Claire saw Ian’s shoulders tense and shy away. She had never felt more ready to hit her son than she did right now, but she forced herself to hold onto that anger until it turned into something that would benefit the both of them.
“I wasn’t born yesterday, Ian. At the start of the holidays you were fine. Now you’ve become distant. Even your friends have become more distant and each of their parents suspect something. I know what cigarettes smell like and you should know that your t-shirts smell like them as well, no matter how much deodorant you use. I know when whiskey goes missing and when vodka is watered down. I had Anthony and Josh talk to you boys because I was sure your friend Daniel was filming me while I was in the shower. Then you found a dead body and tried to keep it a secret. You’re supposed to be better than that and you let that poor girl’s family die a million deaths while she was missing. You knew where she was and only told someone when you had no other choice. Then Warrick was convinced to go looking and you see what happened to him? Someone tried to kill him and he got away. Now, on the first day of school, after so many weeks of laying low, someone came in and beat your friend halfway to death. You three are in this together, so what the hell did you do to inspire someone to try and kill one of you?”

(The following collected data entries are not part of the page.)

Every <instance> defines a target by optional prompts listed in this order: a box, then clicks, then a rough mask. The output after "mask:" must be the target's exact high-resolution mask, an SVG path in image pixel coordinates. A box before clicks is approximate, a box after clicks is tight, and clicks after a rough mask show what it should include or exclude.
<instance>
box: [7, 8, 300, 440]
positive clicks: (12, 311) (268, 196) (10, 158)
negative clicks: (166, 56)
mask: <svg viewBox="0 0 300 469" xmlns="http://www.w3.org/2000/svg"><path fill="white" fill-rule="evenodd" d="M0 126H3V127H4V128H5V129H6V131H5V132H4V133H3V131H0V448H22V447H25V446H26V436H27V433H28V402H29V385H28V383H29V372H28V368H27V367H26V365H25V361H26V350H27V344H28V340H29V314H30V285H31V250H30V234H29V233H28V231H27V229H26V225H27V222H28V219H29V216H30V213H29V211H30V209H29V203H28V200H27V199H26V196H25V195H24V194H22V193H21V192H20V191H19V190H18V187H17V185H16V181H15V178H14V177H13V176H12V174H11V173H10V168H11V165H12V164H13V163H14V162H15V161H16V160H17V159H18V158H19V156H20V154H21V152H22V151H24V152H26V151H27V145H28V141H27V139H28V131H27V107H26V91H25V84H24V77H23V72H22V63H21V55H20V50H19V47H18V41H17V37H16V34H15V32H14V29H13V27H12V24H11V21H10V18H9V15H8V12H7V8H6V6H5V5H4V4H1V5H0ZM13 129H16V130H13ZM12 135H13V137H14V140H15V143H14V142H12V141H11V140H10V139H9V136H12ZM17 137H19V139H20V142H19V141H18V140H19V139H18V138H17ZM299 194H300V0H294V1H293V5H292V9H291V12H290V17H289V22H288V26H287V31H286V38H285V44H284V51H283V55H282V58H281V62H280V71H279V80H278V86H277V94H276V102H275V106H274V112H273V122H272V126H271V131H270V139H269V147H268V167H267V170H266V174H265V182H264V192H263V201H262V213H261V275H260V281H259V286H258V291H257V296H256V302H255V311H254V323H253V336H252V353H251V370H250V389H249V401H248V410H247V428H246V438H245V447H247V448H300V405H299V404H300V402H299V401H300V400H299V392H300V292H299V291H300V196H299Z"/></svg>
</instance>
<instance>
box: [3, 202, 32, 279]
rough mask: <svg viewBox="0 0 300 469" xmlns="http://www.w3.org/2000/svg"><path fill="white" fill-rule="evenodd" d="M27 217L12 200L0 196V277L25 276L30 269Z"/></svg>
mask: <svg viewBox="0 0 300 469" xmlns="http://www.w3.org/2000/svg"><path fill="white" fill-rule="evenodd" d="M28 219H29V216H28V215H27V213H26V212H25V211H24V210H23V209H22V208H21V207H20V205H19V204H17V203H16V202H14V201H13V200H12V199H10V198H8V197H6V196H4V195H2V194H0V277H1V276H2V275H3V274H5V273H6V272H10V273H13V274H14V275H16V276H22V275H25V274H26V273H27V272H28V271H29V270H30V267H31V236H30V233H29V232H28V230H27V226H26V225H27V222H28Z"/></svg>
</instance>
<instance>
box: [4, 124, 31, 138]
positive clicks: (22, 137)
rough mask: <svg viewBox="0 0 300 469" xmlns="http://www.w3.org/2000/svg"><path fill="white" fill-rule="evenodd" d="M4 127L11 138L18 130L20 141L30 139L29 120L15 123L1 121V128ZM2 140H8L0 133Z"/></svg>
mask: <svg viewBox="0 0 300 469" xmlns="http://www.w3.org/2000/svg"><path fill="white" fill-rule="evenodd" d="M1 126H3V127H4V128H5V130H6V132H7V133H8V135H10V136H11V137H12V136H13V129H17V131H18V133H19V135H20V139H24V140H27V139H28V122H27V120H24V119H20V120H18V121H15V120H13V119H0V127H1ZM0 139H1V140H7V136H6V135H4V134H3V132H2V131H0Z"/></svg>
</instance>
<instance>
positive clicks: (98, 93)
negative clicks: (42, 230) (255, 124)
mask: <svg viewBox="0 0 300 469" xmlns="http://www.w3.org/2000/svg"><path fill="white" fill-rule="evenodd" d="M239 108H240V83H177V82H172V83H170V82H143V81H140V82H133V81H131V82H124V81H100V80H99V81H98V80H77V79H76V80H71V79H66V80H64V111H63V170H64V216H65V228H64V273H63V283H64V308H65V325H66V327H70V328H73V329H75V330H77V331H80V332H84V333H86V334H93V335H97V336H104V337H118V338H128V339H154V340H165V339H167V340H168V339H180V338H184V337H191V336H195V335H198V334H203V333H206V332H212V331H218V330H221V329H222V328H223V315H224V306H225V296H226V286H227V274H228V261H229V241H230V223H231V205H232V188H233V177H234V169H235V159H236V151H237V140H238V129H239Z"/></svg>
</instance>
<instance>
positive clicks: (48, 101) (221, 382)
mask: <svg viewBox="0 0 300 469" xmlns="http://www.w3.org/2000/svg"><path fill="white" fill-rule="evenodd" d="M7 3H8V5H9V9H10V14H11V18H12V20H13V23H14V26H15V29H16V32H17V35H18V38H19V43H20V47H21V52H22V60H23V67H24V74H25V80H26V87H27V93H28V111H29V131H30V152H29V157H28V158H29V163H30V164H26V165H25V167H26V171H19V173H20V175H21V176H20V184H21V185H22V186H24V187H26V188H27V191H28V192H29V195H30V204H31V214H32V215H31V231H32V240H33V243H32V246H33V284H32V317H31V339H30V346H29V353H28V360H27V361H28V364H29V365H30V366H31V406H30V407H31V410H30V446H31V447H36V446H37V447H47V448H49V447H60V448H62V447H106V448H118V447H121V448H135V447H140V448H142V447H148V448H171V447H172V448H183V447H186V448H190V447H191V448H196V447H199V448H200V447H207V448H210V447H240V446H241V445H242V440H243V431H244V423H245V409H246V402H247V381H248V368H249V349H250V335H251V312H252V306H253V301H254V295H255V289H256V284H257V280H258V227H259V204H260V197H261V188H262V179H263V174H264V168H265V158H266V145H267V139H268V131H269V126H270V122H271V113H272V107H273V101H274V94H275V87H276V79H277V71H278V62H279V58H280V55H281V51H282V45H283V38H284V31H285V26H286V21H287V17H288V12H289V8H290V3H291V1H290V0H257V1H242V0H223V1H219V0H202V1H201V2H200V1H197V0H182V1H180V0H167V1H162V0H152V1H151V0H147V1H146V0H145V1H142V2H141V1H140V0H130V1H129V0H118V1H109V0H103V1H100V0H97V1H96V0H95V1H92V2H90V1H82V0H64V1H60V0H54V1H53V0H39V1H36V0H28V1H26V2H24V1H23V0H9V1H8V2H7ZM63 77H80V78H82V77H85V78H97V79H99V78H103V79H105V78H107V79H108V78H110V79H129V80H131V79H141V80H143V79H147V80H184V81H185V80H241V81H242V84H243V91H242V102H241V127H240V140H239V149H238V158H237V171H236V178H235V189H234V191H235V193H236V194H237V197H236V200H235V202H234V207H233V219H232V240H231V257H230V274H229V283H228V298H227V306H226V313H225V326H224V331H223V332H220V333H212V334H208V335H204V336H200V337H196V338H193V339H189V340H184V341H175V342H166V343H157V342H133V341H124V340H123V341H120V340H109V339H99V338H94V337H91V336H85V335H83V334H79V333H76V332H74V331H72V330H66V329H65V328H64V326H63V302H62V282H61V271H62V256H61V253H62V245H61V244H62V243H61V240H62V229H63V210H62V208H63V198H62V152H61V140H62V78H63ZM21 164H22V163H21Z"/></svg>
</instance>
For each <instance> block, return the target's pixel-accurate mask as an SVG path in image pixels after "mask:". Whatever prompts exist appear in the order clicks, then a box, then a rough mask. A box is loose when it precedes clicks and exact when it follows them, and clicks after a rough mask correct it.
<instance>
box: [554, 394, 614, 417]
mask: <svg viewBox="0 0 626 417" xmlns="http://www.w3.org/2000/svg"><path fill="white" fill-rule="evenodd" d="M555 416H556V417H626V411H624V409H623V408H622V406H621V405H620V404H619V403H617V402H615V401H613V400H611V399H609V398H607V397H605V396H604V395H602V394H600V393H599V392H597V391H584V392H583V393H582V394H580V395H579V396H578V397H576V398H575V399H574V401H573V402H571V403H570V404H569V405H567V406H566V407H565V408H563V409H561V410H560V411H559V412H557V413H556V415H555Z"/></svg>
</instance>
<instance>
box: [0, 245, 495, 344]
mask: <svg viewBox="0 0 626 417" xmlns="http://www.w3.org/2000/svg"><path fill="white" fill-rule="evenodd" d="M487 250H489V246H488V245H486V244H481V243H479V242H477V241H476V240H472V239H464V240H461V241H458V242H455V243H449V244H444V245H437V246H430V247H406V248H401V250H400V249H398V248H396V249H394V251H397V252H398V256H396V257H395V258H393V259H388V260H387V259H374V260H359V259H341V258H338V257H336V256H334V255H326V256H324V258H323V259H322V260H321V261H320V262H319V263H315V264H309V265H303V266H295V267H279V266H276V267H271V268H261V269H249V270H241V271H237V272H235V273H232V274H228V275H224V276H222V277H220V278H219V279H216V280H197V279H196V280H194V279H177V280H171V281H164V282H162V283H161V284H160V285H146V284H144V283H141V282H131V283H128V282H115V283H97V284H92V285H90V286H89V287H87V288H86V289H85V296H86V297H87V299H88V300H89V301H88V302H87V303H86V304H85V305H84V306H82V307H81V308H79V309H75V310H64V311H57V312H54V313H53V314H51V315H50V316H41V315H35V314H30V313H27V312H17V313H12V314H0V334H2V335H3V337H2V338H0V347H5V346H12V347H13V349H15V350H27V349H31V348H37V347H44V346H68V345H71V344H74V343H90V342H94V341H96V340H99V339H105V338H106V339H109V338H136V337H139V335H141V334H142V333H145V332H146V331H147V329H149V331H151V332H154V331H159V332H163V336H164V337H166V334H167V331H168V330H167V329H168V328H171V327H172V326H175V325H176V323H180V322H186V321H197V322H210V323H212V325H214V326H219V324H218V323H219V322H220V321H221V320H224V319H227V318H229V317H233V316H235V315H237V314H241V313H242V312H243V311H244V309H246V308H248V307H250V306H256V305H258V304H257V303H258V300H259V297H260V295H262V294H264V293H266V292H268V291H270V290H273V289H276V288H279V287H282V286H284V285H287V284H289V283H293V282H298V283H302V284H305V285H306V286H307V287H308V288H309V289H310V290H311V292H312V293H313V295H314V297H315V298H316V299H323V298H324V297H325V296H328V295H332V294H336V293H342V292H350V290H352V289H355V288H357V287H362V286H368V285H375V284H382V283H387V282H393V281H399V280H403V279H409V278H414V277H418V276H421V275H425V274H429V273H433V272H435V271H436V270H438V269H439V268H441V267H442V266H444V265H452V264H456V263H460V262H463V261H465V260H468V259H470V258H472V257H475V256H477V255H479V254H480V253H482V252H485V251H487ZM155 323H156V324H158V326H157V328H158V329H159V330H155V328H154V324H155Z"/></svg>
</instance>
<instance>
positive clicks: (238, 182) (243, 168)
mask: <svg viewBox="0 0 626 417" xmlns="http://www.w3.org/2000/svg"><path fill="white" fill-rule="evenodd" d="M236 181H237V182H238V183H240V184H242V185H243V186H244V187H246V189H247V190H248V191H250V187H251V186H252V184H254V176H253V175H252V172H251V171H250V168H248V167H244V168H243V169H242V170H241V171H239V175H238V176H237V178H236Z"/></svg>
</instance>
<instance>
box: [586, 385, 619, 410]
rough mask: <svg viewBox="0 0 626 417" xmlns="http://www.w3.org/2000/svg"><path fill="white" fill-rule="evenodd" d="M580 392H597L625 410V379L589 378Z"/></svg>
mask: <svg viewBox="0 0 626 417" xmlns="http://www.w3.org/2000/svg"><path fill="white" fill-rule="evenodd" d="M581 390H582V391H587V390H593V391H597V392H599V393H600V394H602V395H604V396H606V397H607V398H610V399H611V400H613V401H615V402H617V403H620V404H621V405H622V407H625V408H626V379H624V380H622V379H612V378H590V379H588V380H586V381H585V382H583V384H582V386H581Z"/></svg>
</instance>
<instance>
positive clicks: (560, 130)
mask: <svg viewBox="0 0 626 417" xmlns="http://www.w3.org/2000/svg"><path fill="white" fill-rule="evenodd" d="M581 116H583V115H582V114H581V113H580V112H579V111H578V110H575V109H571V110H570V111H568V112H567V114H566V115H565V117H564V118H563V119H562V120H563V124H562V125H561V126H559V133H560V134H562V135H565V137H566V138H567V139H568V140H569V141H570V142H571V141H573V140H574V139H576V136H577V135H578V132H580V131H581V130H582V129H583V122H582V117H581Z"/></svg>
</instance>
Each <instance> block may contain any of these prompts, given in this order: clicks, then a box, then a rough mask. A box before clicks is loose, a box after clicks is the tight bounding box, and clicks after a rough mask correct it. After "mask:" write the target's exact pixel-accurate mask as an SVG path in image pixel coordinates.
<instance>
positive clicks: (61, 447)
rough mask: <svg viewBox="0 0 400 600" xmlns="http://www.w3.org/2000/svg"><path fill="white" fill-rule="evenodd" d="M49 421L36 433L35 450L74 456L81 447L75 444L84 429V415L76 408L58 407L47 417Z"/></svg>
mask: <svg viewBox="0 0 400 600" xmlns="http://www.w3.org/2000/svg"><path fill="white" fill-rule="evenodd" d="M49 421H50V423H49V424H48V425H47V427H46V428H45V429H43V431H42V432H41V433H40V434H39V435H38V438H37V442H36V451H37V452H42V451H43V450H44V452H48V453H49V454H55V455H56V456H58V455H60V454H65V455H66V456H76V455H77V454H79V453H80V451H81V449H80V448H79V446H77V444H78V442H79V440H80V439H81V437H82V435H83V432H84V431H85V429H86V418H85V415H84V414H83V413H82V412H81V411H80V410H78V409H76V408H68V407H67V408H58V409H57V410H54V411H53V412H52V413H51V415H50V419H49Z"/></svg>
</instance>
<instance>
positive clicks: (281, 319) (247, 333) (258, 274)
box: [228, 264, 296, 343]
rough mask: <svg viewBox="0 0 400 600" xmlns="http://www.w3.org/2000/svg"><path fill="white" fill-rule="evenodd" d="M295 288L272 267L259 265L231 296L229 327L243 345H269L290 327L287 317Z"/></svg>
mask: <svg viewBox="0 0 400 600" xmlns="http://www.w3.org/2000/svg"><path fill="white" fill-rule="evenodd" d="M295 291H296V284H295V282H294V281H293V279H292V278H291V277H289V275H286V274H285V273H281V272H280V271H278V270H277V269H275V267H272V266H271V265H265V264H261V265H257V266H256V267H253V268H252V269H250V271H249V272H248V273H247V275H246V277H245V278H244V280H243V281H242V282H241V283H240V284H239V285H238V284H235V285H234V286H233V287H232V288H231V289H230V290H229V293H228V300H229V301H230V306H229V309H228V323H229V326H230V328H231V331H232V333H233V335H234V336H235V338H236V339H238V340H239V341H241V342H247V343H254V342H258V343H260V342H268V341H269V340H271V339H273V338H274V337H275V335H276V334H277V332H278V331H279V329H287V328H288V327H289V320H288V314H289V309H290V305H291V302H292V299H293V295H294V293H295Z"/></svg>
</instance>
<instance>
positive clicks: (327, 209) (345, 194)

Ian was convinced that his patience could outlast his mother’s temper. She had a routine. She would get flustered, she would start contradicting herself, then she would tell him to go to his room. Round two would begin by taking away his computer, his comics, and his pocket money.
/> Claire, on the other hand, was prepared to stay there until Ian passed out from starvation. “The police will find whoever did it and they will catch him. When they ask him why he went after Warrick, what do you think will happen then? Do you think he’ll remain quiet to protect you boys or do you think he’ll give a good answer to what I’ve been asking? Do you think it’s Zofia Bukowski’s father and he’s furious that you didn’t let the police know earlier? Or is it actually her murderer and he went after Warrick because Warrick saw him there all those weeks ago when he found the body?”
Ian stayed exactly where he was, waiting until–
– Claire slammed her fist down on the kitchen counter. “You are not getting out of this by being silent! You’re going to tell me everything you three have been doing over the summer, and if I think for one second that you’re lying or hiding the truth from me ...”
She needed to hit him just once, that’s all it would take. She would make it count as well. Months of secrecy would come tumbling out in an instant if she allowed herself that one chance.
“Your friend is lying in a hospital with his head beaten in! There was part of his brain lying on the classroom floor! He’s not going to be okay when he gets out of hospital. Those injuries are going to cause severe brain damage for the rest of his life, the kind of damage where he’ll be lucky if he can even talk ever again. And it could have been you! With part of your brain lying on the floor in front of your school friends. So, Ian, tell me what the fuck you three did over the holidays!”
All of a sudden the tears and blubbering came and they didn’t stop. The image of Warrick’s head spilling open flooded Ian’s imagination, while the mental sight of a clump of brain made him gag.